# Bear bait question



## Firefighter (Feb 14, 2007)

With luck this year, I'll be able to pull another permit. I plan on a DIY hunt on private land that holds good numbers of bears. 

What should I use for bait? I have unlimited access to carp, as I spearfish and bowfish them all summer long, and I've got a giant empty freezer. Are fish any good? Or should I just stock up on sweets and breads in summer around me?

I can use a barrel...How should I set it up if I use one? Or should I just use a log pile?

How often should I freshen the bait before season? Is once a week enough? Or should I get the landowner to fill er up more frequently just before I hunt? 

Thanks in advance for the help!


----------



## tbrent (Aug 6, 2009)

not that i have a wealth of knowledge but my uncle a few years back did a hunt himself we went to local bakeries and and got the left overs then he went to local resteraunts and got the old grease. hope it helps


----------



## hunting fool (Mar 9, 2009)

fish will work good to start thr bait for they smell pretty bad and get the smell out in the air, after the bear find the bait though you will want to go to something sweet to keep them comeing back as far as a barrel cut the top off and place wood over the top make sure there are some holes to let the smell out then a brick for weight to keep out other animals the barrel works good for being able to tell the size of the bear


----------



## thunder river outfitters (Aug 21, 2007)

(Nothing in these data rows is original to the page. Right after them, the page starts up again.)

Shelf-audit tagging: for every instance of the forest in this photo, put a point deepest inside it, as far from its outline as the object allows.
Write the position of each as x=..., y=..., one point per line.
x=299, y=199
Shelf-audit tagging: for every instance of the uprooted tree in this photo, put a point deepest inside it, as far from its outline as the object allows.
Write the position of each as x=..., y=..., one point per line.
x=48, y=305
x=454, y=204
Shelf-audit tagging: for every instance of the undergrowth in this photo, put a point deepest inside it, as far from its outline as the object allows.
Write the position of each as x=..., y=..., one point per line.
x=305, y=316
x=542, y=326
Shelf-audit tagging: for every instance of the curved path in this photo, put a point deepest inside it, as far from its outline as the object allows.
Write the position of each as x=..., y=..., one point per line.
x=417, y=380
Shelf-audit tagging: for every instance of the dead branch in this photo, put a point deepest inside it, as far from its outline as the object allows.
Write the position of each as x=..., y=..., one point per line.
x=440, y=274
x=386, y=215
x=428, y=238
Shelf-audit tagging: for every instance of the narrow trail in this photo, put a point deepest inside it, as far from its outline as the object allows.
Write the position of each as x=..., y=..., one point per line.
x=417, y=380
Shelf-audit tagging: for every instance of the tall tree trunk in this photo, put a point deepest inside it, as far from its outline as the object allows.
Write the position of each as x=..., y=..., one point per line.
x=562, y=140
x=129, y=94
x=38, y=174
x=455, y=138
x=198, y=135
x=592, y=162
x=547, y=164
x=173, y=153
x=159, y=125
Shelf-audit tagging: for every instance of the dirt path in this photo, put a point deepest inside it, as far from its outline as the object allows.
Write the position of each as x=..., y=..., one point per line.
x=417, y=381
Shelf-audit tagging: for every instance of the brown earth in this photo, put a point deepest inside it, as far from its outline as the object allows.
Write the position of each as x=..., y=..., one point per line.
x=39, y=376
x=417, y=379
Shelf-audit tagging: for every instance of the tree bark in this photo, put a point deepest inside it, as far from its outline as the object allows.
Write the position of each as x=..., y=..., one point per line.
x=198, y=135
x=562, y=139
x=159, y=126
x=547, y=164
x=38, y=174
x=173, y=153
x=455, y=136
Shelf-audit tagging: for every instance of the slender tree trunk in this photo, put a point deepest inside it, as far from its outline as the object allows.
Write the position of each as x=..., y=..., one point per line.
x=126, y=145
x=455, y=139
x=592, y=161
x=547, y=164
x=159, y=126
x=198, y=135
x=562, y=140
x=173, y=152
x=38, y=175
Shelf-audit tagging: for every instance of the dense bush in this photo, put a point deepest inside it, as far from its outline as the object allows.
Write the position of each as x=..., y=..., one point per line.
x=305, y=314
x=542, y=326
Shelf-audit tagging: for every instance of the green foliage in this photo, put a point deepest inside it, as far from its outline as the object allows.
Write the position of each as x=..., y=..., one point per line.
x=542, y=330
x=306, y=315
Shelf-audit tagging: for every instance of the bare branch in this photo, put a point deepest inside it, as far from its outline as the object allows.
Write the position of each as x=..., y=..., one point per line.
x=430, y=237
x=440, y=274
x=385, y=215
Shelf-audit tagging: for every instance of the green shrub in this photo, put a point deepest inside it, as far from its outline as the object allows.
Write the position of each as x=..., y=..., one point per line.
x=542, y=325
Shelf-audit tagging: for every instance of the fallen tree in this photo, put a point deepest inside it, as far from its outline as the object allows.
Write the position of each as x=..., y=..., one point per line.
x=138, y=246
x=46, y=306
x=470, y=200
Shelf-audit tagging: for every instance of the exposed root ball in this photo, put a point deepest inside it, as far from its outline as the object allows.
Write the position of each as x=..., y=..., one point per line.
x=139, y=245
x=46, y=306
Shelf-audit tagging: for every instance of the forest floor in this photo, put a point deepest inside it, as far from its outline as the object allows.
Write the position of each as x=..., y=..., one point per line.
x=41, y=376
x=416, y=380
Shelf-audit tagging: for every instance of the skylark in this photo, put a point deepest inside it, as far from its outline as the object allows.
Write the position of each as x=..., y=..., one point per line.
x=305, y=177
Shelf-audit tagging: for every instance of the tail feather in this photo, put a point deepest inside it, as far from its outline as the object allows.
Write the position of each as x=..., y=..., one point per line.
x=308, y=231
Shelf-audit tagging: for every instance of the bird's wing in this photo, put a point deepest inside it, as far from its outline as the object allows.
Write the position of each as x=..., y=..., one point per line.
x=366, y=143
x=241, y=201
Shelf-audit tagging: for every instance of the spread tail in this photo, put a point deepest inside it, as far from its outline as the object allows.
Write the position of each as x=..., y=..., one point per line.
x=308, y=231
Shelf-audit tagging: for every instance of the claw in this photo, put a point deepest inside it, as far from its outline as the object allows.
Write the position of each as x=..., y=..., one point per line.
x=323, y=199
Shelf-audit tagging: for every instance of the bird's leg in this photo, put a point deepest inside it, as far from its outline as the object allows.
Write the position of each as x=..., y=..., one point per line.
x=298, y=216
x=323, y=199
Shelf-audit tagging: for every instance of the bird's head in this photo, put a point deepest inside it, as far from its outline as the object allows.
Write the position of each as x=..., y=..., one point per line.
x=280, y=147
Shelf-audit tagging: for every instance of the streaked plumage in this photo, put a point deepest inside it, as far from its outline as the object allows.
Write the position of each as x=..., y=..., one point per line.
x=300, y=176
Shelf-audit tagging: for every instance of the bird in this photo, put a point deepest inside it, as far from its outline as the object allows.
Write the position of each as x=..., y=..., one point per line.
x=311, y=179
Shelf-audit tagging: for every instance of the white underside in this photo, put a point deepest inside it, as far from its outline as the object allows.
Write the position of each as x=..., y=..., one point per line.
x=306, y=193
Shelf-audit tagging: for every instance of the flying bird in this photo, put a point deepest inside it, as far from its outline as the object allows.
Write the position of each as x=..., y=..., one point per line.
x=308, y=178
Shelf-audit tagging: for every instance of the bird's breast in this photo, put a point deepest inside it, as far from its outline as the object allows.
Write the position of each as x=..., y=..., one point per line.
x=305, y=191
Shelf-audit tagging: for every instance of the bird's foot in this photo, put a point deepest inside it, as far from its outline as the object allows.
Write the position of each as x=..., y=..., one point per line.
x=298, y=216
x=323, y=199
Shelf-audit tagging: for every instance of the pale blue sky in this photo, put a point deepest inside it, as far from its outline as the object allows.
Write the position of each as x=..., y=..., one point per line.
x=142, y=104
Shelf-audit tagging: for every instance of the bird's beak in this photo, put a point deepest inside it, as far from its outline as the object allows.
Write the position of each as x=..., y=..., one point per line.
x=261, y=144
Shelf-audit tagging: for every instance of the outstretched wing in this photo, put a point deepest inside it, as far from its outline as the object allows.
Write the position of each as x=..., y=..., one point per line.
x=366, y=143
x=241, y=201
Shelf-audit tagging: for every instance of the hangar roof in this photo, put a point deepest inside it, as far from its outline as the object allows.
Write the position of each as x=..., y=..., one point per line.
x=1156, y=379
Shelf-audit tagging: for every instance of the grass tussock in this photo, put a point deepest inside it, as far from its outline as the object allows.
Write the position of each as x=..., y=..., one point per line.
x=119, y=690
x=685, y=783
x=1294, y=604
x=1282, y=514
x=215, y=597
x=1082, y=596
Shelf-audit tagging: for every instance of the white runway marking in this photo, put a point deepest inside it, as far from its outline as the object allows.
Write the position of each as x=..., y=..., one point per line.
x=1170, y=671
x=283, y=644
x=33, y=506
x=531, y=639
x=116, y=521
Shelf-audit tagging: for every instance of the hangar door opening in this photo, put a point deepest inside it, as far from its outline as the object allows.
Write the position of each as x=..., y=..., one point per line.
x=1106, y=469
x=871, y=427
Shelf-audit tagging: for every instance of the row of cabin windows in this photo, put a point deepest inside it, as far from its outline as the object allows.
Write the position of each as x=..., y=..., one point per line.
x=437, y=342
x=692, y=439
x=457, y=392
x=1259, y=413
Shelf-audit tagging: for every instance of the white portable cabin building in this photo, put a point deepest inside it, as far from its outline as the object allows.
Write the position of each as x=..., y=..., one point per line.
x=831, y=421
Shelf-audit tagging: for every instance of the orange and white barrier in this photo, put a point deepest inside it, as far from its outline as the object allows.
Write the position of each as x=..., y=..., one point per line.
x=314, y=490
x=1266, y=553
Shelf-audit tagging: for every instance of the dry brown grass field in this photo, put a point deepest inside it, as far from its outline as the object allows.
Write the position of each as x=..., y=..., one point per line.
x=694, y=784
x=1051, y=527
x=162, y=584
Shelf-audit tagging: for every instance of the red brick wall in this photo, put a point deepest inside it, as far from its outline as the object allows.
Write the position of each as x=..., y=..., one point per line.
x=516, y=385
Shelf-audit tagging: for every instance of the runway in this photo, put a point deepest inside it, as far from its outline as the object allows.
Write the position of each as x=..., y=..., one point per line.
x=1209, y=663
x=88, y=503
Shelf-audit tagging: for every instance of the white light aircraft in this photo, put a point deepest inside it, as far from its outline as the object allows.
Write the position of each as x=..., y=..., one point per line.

you might wanna use the fish at first, but switch to something sweet. last season we used the cheapest dog food we could find, mixed that with custard. that seemed to work perfect.


----------



## Pooh Bieri (Jan 19, 2010)

I never like using fish or meat, draws in the damn wolves. Use old cooking grease to get some stink in the air, then keep feeding them sweets, breads, dog food, ect.....


----------



## badjedi (Apr 30, 2008)

Doughnuts, granola & frosting worked the best for me.


----------



## Luv2hunteup (Mar 22, 2003)

Here's a link to what bait is legal when it contains grain. Who know; the definition may change by this coming fall. http://www.michigan-sportsman.com/forum/showthread.php?t=299077&highlight=bear+bait


----------



## sourdough44 (Mar 2, 2008)

I would use whatever bait/food you can scroung up. I would start with sweets though, you can put out the other stuff for when the good stuff is eaten. No, with an active pile once a week is not good. You & the bears need to get a routine. With a hot site bait just about every day the last 7-10 days. If you want to bait yourself maybe you could hook up with some local help. I already have 3 barrels of bait in position for next Fall.


----------



## tsddawson (Feb 26, 2010)

I'd use the fish but switch to the sweets. The sweets worked for me and I hung about 50 lbs of old venision up along with honey burns to get them in. The bald eagles sure liked the venison when I had 3 on the meat pole just before taking the 420lb bear!


----------



## tsddawson (Feb 26, 2010)

Did you get the custard in a 55 gallon drum from somewhere? Someone else in the bear check station was telling me where to get it but I forgot?


----------